I agree with Florence Nightingale when she stated the following about what nursing ought to be: “It ought to signify the proper use of fresh air, light, warmth, cleanliness, quiet, and the proper selection and administration of diet–all at the least expense of vital power to the patient” (Nightingale, 1860). Another element is health. It can be viewed as interior or exterior, physical or mental, or a combination of all these. In a superficial meeting with someone, your initial judgment of their health is based on what you see. A woman you work with jogs everyday and eats well-balanced meals.
She is of sound mind. Generally, she is viewed as a very healthy individual. However, what if you found out that she is HIV positive? Or that she was diagnosed as having Multiple Personality disorder. Would you still view her as that same picture of health? Culture also plays a role in what we view as healthy. In our media-based society, we see 5’11” women weighing around 110 pounds on the covers of magazines and on television. This is what our society promotes as “healthy”. However, in other cultures, the bigger – the healthier – the better.

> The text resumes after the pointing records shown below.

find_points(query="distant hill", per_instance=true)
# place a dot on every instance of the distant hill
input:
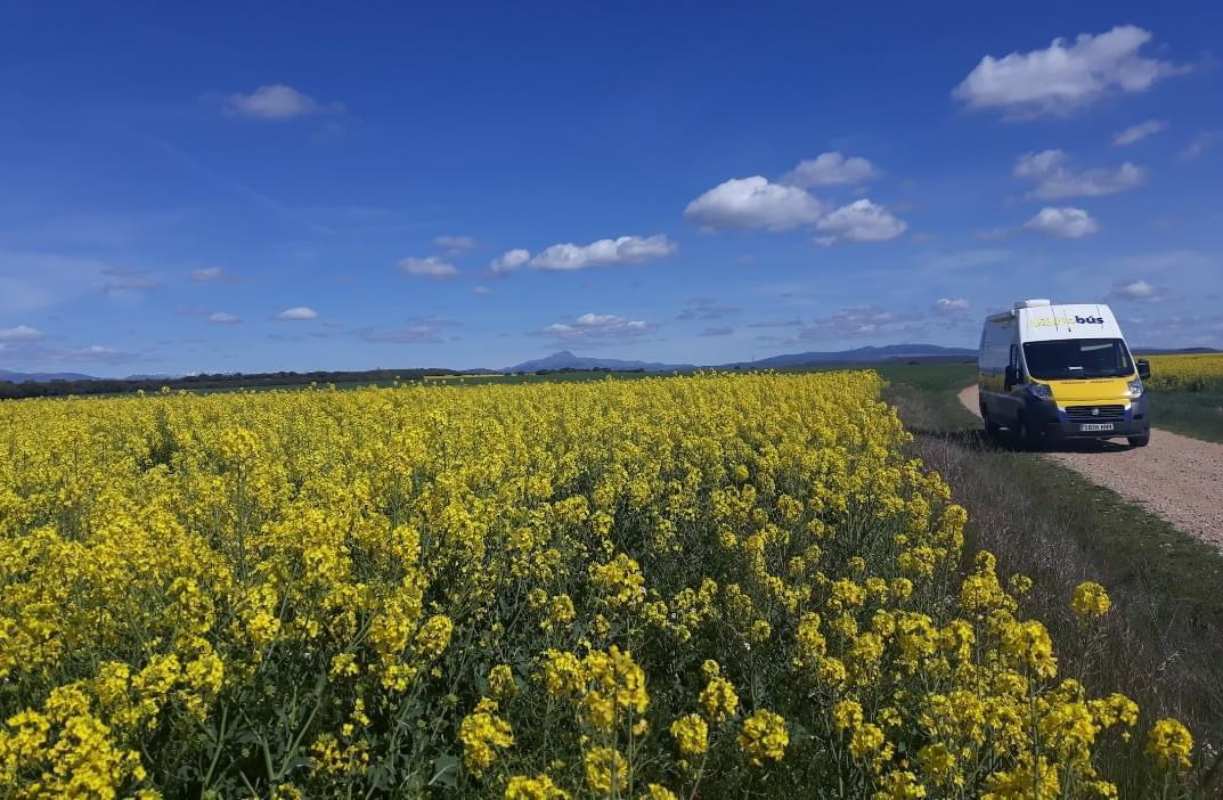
(40, 377)
(566, 360)
(859, 355)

Age is another factor that comes into play with health. We tend to see the elderly as being frail and unhealthy, but this isn’t always true. Although age may affect our body and it’s systems, does this mean that an 80 year old is unhealthy? I say no. I believe that health should also be individualized. A 65 year old diabetic who is well educated about his disease, maintains self control, and follows a strict medication and exercise regimen, is as healthy as that person can be. I don’t think we can compare his health to that of a 25 year old athlete for instance.

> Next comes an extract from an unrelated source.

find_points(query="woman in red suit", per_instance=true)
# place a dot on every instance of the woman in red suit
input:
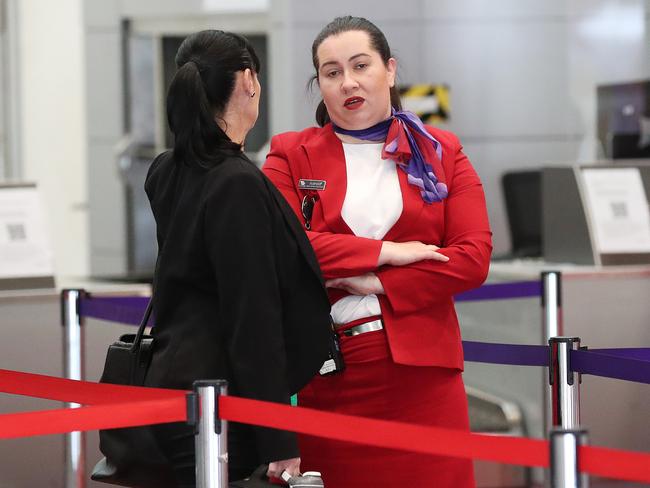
(397, 218)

Sister Callista Roy believed that health was defined as successful coping with stressors (Zerwekh, & Claborn, 2009). This is the best way to view health in my opinion. Not many people are healthy in every way, so I believe the definition of health should be based on each patient and what their best potential health could be. Lastly, there is nursing. I would personally define nursing as the individualized physical, mental, and emotional care of patients, taking into account the environment in which I intend on providing that care, along with cultural or social beliefs that may potentially affect the care I provide.
The care I provide while “nursing” my patient back to health will be influenced by Erikson’s developmental stages and Maslow’s hierarchy of needs and where my patient falls into each of these models. Nursing is also preventative. Patients need nursing not only when they are ill, but also before they get to that point. One of nursing’s primary focuses should be prevention. Betty Neuman’s Systems Model states there are three levels of prevention. Exercise, healthy eating, and sleep maintenance would be considered primary prevention, what one does to prevent illness.
Secondary prevention is implemented after an illness begins to prevent further damage or death. Tertiary prevention is based on rehabilitation to get the patient back to a better state of health (Zerwekh, & Claborn, 2009). The elements of nursing theory are all intertwined and cannot be separated. One affects the other and so on. Because everyone is different and every circumstance is unique, we use evidence-based practice to guide our profession. “Professional nurses use theories from nursing and from the behavioral sciences to collect, organize, and classify patient data and to understand, analyze, and interpret patients’ health situations.
Theoretical concepts and theories guide all phases of the nursing process, including planning, implementing, and evaluating nursing care, while also describing and explaining desired responses to and outcomes of care” (Taylor, Lillis, LeMone, & Lynn, 2008, p85) Every aspect of the man should be considered when planning his care. This includes his current state of health (mental, physical, and emotional) and his environment. Goals should be set on what is attainable for that particular patient. Nursing can only be purposeful and successful when looking at the bigger picture, but being able to focus in on the individual.